I'm not sure what you mean by "E" here. Generally speaking, yes, current flows in the direction indicated by the arrow on the current source. And since the circuit is a single loop, the current must be the same everywhere. This means that the current flows counterclockwise through the circuit, and that it is equal to 2 A.

Let's call the voltage across the current source VI. Let's measure voltages relative to the the minus terminal of the battery (at the bottom of the loop). This is our ground reference point. Since current flows counterclockwise, the right hand side of the resistor is at a higher potential than the left hand side. (The right hand side is "upstream" and the left hand side is "downstream", after energy has been dissipated as heat in the resistor). Therefore, as you move clockwise through circuit, starting at the battery minus terminal, your voltage increases by V as you go across the battery. Then it increase by IR as you go across the resistor from left to right (opposite to the current). Then it decreases as you go down across the current source. Hence:

V + IR - VI = 0

VI= V + IR

= 10 V + (2 A)(1 Ω) = 10 V + 2 V = 12 V

The voltage drop across the current source is 12 V.
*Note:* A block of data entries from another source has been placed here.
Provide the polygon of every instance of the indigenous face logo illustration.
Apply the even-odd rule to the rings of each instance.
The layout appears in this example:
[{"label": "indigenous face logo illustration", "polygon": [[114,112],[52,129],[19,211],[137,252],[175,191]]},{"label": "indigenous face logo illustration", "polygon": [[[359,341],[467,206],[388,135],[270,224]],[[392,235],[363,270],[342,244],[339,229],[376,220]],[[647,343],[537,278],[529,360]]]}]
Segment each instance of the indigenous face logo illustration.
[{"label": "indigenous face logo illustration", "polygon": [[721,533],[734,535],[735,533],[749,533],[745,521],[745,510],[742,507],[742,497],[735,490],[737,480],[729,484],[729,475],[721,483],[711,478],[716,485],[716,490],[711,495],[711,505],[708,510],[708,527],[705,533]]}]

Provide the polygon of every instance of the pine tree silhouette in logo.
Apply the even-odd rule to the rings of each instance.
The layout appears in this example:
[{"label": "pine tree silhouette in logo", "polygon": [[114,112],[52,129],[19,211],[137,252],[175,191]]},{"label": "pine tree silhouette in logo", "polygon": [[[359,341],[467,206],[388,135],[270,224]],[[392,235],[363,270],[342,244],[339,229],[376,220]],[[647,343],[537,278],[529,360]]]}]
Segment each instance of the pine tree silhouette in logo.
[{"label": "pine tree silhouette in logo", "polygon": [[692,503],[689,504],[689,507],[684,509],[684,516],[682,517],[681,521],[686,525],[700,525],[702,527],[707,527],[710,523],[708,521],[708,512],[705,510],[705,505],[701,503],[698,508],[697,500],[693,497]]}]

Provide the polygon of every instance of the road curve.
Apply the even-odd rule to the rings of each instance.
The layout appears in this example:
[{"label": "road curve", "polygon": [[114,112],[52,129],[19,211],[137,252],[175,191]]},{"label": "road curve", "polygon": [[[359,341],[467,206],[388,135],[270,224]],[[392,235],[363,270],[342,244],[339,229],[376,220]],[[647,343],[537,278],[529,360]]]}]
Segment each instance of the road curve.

It makes sense that the potential at the top of the current source is higher than the potential at the + terminal of the battery. This is necessary if it is to "win" the fight and drive the current counterclockwise. (The battery wants to drive it clockwise).
 
cepheid said:
I'm not sure what you mean by "E" here. Generally speaking, yes, current flows in the direction indicated by the arrow on the current source. And since the circuit is a single loop, the current must be the same everywhere. This means that the current flows counterclockwise through the circuit, and that it is equal to 2 A.

Let's call the voltage across the current source VI. Let's measure voltages relative to the the minus terminal of the battery (at the bottom of the loop). This is our ground reference point. Since current flows counterclockwise, the right hand side of the resistor is at a higher potential than the left hand side. (The right hand side is "upstream" and the left hand side is "downstream", after energy has been dissipated as heat in the resistor). Therefore, as you move clockwise through circuit, starting at the battery minus terminal, your voltage increases by V as you go across the battery. Then it increase by IR as you go across the resistor from left to right (opposite to the current). Then it decreases as you go down across the current source. Hence:

V + IR - VI = 0

VI= V + IR

= 10 V + (2 A)(1 Ω) = 10 V + 2 V = 12 V

The voltage drop across the current source is 12 V.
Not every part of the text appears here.